Actually, Scott, that is a simplistic view of all the considerations that the BOD have to make concerning the earnings of the corporation not to mention your obvious problem with the McDonnell Family and Harry Stonecipher. While I personally am not a big fan of stock buybacks, in the case of Boeing, it has been a big help to ALL employees since the company contributions to the retirement funds until recently have been in the form of Boeing stock. In addition those participating in the 401K savings program selecting company stock have benefited also. All the stock holders of the company have benefited not just those you choose to vilify.
In looking at the annual reports from the last decade there doesn’t seem to be a shortage of R&D funds nor was lack of R&D a cause of the 787 problems. You may question the timing of development for new aircraft but I haven’t heard that a shortage of money (R&D) was the reason for any delay. In fact cash flow has been able to cover most needs. I do agree with you that the ExIm needs to continue as long as the EU does the same for Airbus.
Admittedly we had not thought of the nexus between stock buybacks and the pension, so good point there.
As for shorting R&D, check out Richard Aboulafia’s commentaries over the years on this score.
There is some misunderstanding on European way of “financing” aircraft
There are 3 parties on the play … one is Aibus, another is any kind of bank at the customer choice… the “Help” comes from the european governments in the form of an insurance for the bank to receive the money the cost of this insurance depends only on the credit rating of the customer and the political stability of the country he is registered in … any way Aibus receive the paiement on delivery time.
I guess Boeing works in a similar manner … by the way if Delta believes that the system gives its foreign competitors an unacceptable advantages, I do suggest this company must buy Airbus aircraft with the help of Europe so they will get the same advantages !!!
So, give us your explanation of Boeing’s brilliant outsourcing of the 787 R&D?
It wasn’t to cut Boeing’s R&D investment for the 787 program?
How did that program work out for Boeing?
Well we all know all 787 problems can be traced back to outsourced R&D and production.

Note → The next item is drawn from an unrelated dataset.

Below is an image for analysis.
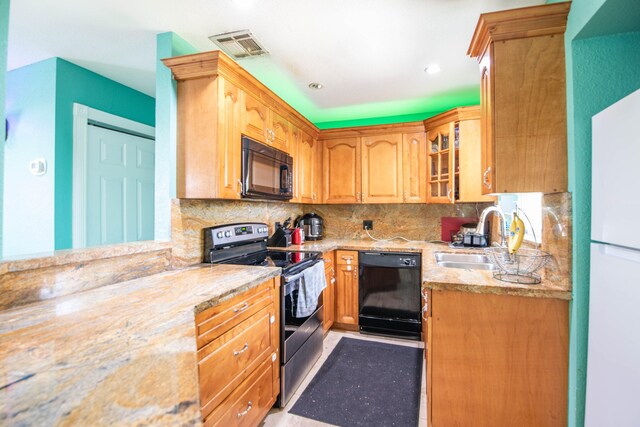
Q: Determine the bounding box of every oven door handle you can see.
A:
[282,259,322,283]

Local American workers designed/ build the good parts and saved the rest. Irony off..
In my opinion government funding of commercial aircraft purchases (or government guarantee of such funding) only makes sense when the buyer itself is a government entity, such as a national company (Air India …) whereby the lender’s risk becomes a sovereign risk. Usually, non-government financial institutions are of course extremely reluctant to take this kind of risks.
Scott’s assertion that a one-sided ban on the US Export-Import Bank involvement in commercial aircraft finance would help Airbus is true only as far as such sovereign deals are concerned since, in strictly commercial deals, extremely competitive alternatives exist.
No change in export finance practices should therefore be implemented one-sidedly. If the US proposed new restrictive international rules, the initiative might find strong support. This would be the proper approach, though unfortunately political platforms usually prefer simpler wordings.